Sunday, November 21, 2021

Balancing the Speaker Circuit

On this lovely Sunday, two different conferences representatives ended up in the things I read, with a very similar message. Both conferences would love to have more women speak, but both also suffer from the same problem - women won't submit.

With this thought on my mind, I browsed further on the random things people share and came by a visualization on why it is a problem that hospitals have as many vaccinated and unvaccinated people. This lead me to think on the tech conferences problem on equal representation even further.

When the size of population is large enough, a small location such as a conference stage is easy to fill. All you need is five "best people" of your two categories, and your stage is full. With a population large enough, you can't claim that the people you choose while using some helpful categorization aren't the best - you can't have all on display anyway, and for almost any topic that a representative in one group could present, you could find a representative in another group. 


This takes us to why it matters. Conferences model the world we expect to have. Every speaker invites speakers who identify with them to feel included - for their topics, for their experiences and for their representation. The world has a little more women than men, and that is what tech of the future should look like. Intelligence is distributed in the world, and we want to bring in intelligent people to contribute in tech. 

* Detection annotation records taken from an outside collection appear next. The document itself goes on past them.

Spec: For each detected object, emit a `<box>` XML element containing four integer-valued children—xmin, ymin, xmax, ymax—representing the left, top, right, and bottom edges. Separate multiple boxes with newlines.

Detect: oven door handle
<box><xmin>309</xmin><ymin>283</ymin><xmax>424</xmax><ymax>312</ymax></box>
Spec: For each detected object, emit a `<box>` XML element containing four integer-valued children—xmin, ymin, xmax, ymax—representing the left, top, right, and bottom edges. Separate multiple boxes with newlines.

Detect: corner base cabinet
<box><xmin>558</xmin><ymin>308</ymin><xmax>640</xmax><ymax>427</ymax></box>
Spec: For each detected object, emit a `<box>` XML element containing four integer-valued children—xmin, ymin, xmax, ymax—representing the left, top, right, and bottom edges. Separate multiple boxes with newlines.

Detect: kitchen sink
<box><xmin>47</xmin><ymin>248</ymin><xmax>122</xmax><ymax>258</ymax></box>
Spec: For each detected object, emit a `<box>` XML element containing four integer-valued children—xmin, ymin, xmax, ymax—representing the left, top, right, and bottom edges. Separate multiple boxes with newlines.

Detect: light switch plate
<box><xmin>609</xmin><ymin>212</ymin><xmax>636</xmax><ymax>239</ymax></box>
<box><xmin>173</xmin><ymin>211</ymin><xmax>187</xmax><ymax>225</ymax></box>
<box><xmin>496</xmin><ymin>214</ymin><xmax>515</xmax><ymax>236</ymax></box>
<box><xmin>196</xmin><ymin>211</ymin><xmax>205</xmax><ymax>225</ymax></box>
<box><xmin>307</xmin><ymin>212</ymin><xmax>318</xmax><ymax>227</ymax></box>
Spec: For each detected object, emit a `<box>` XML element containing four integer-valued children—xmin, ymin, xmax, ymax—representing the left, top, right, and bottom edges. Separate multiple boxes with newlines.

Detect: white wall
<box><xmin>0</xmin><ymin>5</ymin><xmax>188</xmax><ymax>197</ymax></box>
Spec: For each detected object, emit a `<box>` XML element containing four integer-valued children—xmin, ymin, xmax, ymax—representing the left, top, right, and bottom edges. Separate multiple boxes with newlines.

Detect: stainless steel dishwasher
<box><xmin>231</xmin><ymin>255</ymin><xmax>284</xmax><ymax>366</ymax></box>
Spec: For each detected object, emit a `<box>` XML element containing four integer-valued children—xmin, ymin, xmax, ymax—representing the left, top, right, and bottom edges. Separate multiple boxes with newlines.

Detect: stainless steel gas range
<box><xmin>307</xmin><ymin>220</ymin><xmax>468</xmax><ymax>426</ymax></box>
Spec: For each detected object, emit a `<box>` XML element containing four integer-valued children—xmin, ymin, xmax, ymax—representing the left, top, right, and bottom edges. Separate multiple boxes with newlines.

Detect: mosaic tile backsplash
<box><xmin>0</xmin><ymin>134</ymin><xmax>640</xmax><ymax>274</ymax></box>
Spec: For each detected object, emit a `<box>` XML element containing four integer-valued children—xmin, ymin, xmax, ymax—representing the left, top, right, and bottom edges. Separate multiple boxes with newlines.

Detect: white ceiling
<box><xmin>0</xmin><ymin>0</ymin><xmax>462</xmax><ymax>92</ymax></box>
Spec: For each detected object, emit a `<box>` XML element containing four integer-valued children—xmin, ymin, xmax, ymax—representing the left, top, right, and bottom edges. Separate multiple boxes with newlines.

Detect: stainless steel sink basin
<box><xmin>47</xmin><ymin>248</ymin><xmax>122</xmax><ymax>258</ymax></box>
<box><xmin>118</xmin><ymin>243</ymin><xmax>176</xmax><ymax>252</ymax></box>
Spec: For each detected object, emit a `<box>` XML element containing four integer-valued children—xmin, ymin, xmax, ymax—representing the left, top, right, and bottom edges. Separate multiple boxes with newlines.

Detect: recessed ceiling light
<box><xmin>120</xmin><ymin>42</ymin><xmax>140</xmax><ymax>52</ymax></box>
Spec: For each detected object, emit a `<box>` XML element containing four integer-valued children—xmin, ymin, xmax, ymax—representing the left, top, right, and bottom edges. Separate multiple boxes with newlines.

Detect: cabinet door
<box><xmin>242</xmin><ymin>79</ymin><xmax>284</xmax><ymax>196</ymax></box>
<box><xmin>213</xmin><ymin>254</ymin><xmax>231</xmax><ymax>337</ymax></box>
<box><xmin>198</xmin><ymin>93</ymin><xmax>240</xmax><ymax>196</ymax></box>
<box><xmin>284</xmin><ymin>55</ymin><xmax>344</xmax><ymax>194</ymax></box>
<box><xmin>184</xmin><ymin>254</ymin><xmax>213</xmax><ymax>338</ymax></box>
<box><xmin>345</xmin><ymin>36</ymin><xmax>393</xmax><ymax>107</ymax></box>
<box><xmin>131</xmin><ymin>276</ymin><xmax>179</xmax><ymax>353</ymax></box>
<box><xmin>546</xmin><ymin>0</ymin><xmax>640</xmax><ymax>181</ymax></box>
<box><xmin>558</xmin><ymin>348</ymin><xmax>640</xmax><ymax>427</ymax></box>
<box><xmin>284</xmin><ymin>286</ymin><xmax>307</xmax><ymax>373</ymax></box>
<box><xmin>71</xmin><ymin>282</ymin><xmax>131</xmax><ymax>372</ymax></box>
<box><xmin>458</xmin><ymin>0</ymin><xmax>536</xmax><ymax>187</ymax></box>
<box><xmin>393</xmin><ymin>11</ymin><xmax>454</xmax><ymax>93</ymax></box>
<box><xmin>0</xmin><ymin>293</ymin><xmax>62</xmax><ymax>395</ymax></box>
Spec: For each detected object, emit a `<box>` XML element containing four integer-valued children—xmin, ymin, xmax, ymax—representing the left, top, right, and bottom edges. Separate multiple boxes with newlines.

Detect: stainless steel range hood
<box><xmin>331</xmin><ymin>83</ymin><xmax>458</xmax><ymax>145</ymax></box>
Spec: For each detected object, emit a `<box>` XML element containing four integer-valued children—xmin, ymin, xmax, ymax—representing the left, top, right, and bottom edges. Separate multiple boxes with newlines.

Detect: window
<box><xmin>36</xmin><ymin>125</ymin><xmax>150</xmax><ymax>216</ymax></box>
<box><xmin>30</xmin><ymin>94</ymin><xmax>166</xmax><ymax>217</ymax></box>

The current reality we source our speakers from, however, is the current tech industry where we still have a lot more men than women. And with this dynamic, it means there is extra work included in being part of the minority group. We still have plenty of people in both groups to choose from, but the majority group uses less energy in just existing and thus has more energy to exert in putting themselves forward. 

Expecting equal showing up for people in both groups to respond to call for proposals, would expect existing was equally laborious. 

While we don't have equality, we need equity - particularly reaching out to the minority group so that we can have a balanced representation. We shouldn't choosing the "best out of people who did the free work for us" in CFP, we should be choosing best lessons our paying audiences benefit from in creating the software of the future. 

They say that they won't come to your home to find you, but with power of networks, we could easily source the people - both men and women - from the companies doing the work and thus qualified to share the work without making the people themselves to do the work of submitting to a call for proposal.

With 465 talks under my belt, I still get rarely paid for teaching I do from all the stages. But the longer I am at this, the more I require that the conferences who won't pay for my work do their own work of reaching out for a balanced representation. I'm personally not available without an invitation and consider the invitation a significant part of not having to invest quite so much into speaking. But I think this is true to people who need the extra step of inviting to feel welcome, and to dare to consider taking the stage. 

Find the ones who aren't in current speaker circulation, and invite them. Nothing less is sufficient in this time of connectedness.